Cuti sakit akibat teler ini dilakukan oleh hampir semua golongan karyawan, tidak hanya karyawan berusia muda.
"Masalah ini terkait dengan tingginya tingkat konsumsi alkohol dan narkoba yang cenderung terkonsentrasi di kalangan pekerja berusia 20-tahun, tapi masalah ini secara umum terjadi di semua golongan umur,"
"Masalah ini lebih parah dari absenteisme yang dilakukan orang secara umum, dan kita tahu kalau saat ini jumlah absenteisme meningkat karena tingkat konsumsi alkohol juga meningkat,' tambahnya.
Sejumlah pengunjung pub di Sydney mengaku mereka biasanya mengambil cuti sakit ketika mereka mabuk atau teler setelah mengkonsumsi alkohol.

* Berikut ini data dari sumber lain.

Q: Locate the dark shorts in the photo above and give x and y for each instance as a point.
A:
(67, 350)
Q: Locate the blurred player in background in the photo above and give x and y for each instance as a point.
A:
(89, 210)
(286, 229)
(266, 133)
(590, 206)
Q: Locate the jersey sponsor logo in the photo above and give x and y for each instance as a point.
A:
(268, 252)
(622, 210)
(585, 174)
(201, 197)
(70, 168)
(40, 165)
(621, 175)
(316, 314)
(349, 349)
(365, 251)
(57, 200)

"Minum-minuman alkohol merupakan bagian dari kebudayaan Australia dan sayangnya menjadi sakit karena teler merupakan konsekwensi alami dari kebudayaan itu," kata salah seorang responden.
Dalam penelitian ini tim Professor Roche mengevaluasi data dari dua pertanyaan yang diajukan dalam Survey Strategi Narkoba di Rumah Tangga Nasional Australia pada tahun 2013.

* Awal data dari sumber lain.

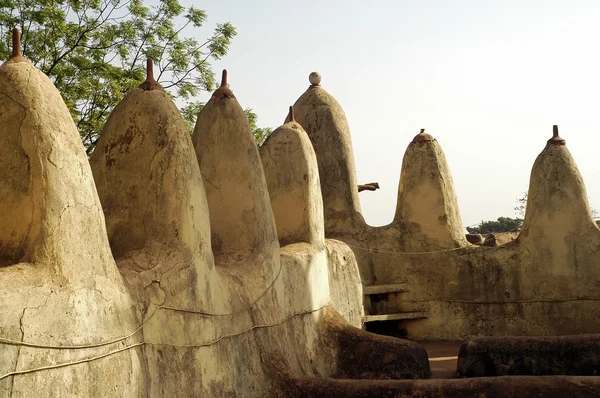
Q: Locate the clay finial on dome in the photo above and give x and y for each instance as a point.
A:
(315, 79)
(556, 139)
(17, 55)
(150, 83)
(224, 90)
(423, 137)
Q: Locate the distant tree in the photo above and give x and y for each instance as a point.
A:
(95, 50)
(504, 224)
(190, 113)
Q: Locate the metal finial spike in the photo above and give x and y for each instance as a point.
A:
(149, 69)
(224, 90)
(16, 43)
(150, 83)
(224, 78)
(556, 139)
(423, 137)
(17, 55)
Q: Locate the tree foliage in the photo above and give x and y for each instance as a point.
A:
(504, 224)
(94, 51)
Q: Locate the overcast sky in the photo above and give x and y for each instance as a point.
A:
(487, 79)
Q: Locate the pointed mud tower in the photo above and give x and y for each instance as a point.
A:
(427, 208)
(290, 166)
(241, 218)
(558, 219)
(147, 175)
(324, 120)
(60, 286)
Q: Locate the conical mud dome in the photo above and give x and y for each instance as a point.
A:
(427, 207)
(291, 171)
(147, 175)
(558, 216)
(50, 211)
(66, 289)
(241, 217)
(324, 120)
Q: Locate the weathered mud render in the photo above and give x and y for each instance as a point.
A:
(170, 265)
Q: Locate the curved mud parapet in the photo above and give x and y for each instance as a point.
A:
(427, 209)
(67, 300)
(241, 218)
(577, 355)
(290, 167)
(324, 120)
(558, 222)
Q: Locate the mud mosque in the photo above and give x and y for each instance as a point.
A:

Pertanyaan pertama yang diajukan kepada responden dalam survey ini adalah apakah mereka pernah tidak masuk kerja dalam kurun waktu tiga bulan terakhir karena penggunaan narkoba atau alkohol, dan pertanyaan kedua adalah apakah mereka pernah tidak bekerja karena sakit dalam waktu 3 bulan terakhir.
Peneliti kemudian mengkalkulasi angka rata-rata selama periode satu tahun penuh.

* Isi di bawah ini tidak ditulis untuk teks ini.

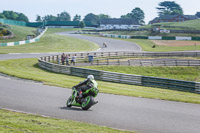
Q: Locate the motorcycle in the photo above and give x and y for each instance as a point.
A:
(85, 101)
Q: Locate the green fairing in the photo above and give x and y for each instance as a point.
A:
(87, 99)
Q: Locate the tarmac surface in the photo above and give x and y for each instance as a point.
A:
(121, 112)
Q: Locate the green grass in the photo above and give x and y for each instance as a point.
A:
(28, 69)
(179, 73)
(51, 42)
(20, 33)
(14, 122)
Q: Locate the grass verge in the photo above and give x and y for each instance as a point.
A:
(20, 123)
(28, 69)
(52, 42)
(20, 33)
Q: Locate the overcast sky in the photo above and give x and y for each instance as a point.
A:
(114, 8)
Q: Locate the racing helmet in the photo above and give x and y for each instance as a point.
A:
(90, 77)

"Kami kemudian menghitung waktu cuti sakit yang diambil itu dengan rata-rata gaji yang hilang dan kemudian kita bisa memperkirakan biaya ekonomi yang ditanggung Australia secara keseluruhan," kata Profesor Roche.
Pakar menilai mengubah kebudayaan di tempat kerja terutama mengenai kebiasan minum-minuman alkohol selepas kerja pada Jum'at sore serta dan sikap karyawan terhadap kebiasaan mengkonsumsi minuman beralkohol dapat membantu karyawan terhindar dari mengambil cuti sakit yang cukup banyak jumlahnya.
Professor Ann Roche dari Universitas Flinders mengatakan perusahaan dapat membantu karyawannya yang mungkin memiliki masalah dengan alkohol.
"Pengusaha perlu melakukan klarifikasi mengenai apa yang sebenarnya dialami karyawannya terkait masalah ini, apakah mereka memiliki masalah dalam hidupnya yang terkadang dapat mempengaruhi kemampuannya untuk bekerja dengan baik dan mencari solusi yang dapat mengubah situasi itu,"
"Sepengetahuan saya hanya sebagian kecil saja dari kasus ini yang memerlukan perlakukan khusus", kata Profesor Roche.